The anxiety disorders begin in childhood, and, when left untreated, can persist into chronic conditions that last into adolescence and adulthood. Individuals who suffer from anxiety have distress from the anxiety itself, but additionally accumulate disability from avoidance: they avoid both the successes and failures of routine living.

In response to a child’s distress, parents of children with anxiety disorders tend to capitulate to the unrealistic worry of the child or actively facilitate avoidance. Both strategies, which are intuitively understandable, inadvertently serve to further the anxiety driven impairment.
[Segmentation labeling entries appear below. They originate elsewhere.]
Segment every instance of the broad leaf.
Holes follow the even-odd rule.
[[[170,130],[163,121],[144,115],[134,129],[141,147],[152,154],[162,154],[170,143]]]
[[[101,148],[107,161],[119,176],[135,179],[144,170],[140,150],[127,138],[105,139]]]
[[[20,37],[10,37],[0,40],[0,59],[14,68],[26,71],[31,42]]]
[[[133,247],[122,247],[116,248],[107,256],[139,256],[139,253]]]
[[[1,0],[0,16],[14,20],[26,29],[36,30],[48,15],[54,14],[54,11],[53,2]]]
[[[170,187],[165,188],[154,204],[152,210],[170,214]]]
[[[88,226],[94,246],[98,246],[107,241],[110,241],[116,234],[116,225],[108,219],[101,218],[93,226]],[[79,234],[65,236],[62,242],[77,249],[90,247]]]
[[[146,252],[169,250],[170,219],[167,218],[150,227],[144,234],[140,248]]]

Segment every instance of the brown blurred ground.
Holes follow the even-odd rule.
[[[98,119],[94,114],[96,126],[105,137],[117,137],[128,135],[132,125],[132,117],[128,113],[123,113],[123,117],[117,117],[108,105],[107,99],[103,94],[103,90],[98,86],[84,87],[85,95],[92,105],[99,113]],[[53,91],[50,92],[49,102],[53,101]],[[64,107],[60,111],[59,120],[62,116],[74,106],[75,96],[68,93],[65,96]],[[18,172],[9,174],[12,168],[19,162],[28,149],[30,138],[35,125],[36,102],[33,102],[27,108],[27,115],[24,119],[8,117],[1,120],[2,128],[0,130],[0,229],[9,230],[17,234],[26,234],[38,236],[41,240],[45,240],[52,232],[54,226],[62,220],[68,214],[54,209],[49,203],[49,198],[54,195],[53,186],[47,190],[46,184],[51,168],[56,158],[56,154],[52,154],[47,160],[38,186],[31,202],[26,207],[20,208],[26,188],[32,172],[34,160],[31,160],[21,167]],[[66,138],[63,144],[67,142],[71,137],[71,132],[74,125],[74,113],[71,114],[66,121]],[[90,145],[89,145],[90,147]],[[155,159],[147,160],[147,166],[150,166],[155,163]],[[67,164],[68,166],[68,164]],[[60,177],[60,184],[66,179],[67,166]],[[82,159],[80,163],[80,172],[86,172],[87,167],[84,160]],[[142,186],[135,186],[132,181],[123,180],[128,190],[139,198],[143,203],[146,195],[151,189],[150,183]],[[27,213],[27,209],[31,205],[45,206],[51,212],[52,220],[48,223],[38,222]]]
Youth with anxiety disorders going through the transition from childhood to adulthood differ substantially from anxious younger children as well as from anxious adults. When anxiety and avoidance that presents in childhood goes unaddressed, individuals do not develop an adequate array of coping and adaption skills. As the academic, employment, and social functioning pressures increase in early and young adulthood, anxious emerging adults find themselves struggling to function independently and may become overwhelmed and unable to cope, and then leave or fail out of educational and vocational settings.

Despite the high prevalence rates and the impairment that anxiety disorders cause, only one-third of individuals suffering from anxiety disorders receive treatment, and among those who do receive therapy, many do not receive cognitive-behavioral therapy or antidepressant medication, which are the treatments with the greatest evidence base.

Treatment for anxiety among emerging adults includes the individual, the involved family members, and sometimes the educational institution or the work place. The aim of treatment is to reduce anxiety symptoms by gradually exposing the youth to their anxiety triggers, to increase tolerance to uncomfortable situations, and to learn coping and adaption skills. Individuals work in groups and individual therapy to set goals, improve communication skills, and practice facing and engaging in age-appropriate independent tasks. The families focus on encouraging independence and disengaging from unhelpful compensatory behaviors.